4. Ph.D. in STEM fields “especially positive” for “well positioned” prong
In determining whether an applicant is well positioned for his or her proposed endeavor, an advanced degree – particularly a Ph.D. – in a STEM field relevant to the proposed endeavor will be especially positive.
Even if the Ph.D. is in a theoretical discipline (e.g., mathematics or physics), as long as it relates to the specific proposed endeavor of national importance, it can be helpful towards proving well positioned.
However, such a degree, on its own, cannot be a basis to conclude well positioned. So, it is recommended to supplement this with other evidence, such as experience working on research projects funded by grants from US government agencies, such as NASA or the Department of Defense, to persuasively show he or she is well positioned to advance the endeavor.

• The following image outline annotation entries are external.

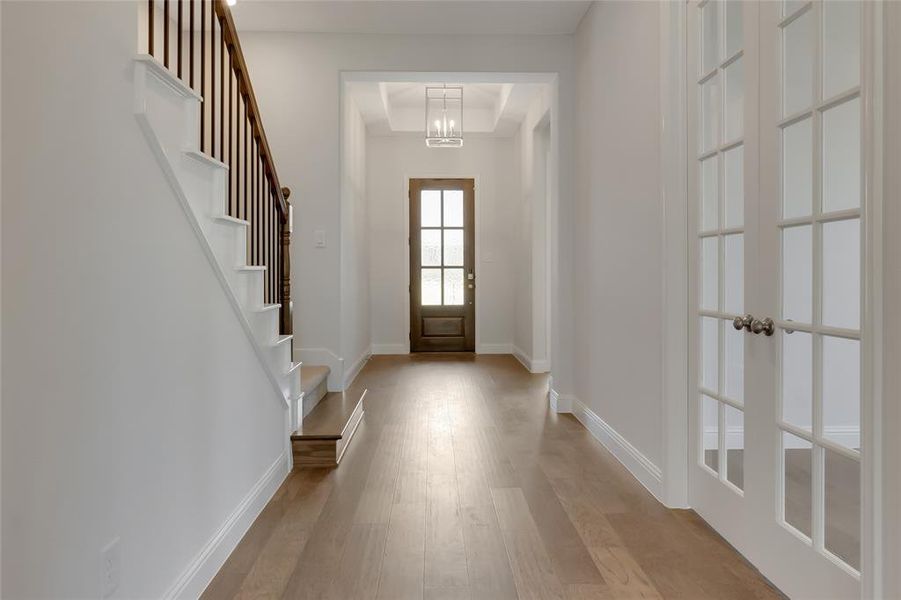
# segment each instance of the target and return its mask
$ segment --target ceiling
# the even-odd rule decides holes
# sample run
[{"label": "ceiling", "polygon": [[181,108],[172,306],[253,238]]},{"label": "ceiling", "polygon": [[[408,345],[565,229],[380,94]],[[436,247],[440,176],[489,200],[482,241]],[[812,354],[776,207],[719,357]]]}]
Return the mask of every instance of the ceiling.
[{"label": "ceiling", "polygon": [[[347,92],[372,135],[424,133],[425,88],[445,82],[351,81]],[[452,83],[463,86],[463,133],[508,137],[545,84]]]},{"label": "ceiling", "polygon": [[238,0],[243,31],[379,34],[570,34],[591,2],[576,0]]}]

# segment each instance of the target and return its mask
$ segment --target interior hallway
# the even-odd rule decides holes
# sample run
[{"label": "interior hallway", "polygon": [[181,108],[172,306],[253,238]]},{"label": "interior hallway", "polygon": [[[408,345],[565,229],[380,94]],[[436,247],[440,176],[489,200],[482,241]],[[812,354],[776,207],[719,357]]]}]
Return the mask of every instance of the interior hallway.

5. Combination of three factors “strongly positive” for “on balance” prong
The third prong of a NIW petition generally requires applicants to demonstrate that, on balance, the US will benefit from exempting the applicant from the requirements of a labor certification and a job offer.
Applicants will receive a leg-up in meeting this prong if they (1) have an advanced STEM degree (particularly a Ph.D.), (2) will be doing work furthering a critical and emerging technology or other STEM area important to US competitiveness, and (3) are well positioned to advance the proposed STEM endeavor of national importance.
6. Importance of letters from interested (quasi-)government agencies
Finally, letters of support from an interested government agency or quasi-governmental entity (e.g., federally funded research and development centers) can be helpful evidence that could support all three prongs of a NIW petition.
Overall, USCIS’s updated policy guidelines may mean that holders of advanced degrees in STEM fields, especially those whose proposed endeavor falls within any of the enumerated critical and emerging or other fields important to US competitiveness and national security, could receive a leg-up in their NIW petitions.
However, applicants should note that NIW petitions are very fact-intensive and are evaluated with considerable subjectivity, and that each case is different in terms of its strengths and weaknesses, even among STEM applicants. It is highly recommended to consult an experienced attorney to accurately assess the viability of your NIW case in light of the new guidelines.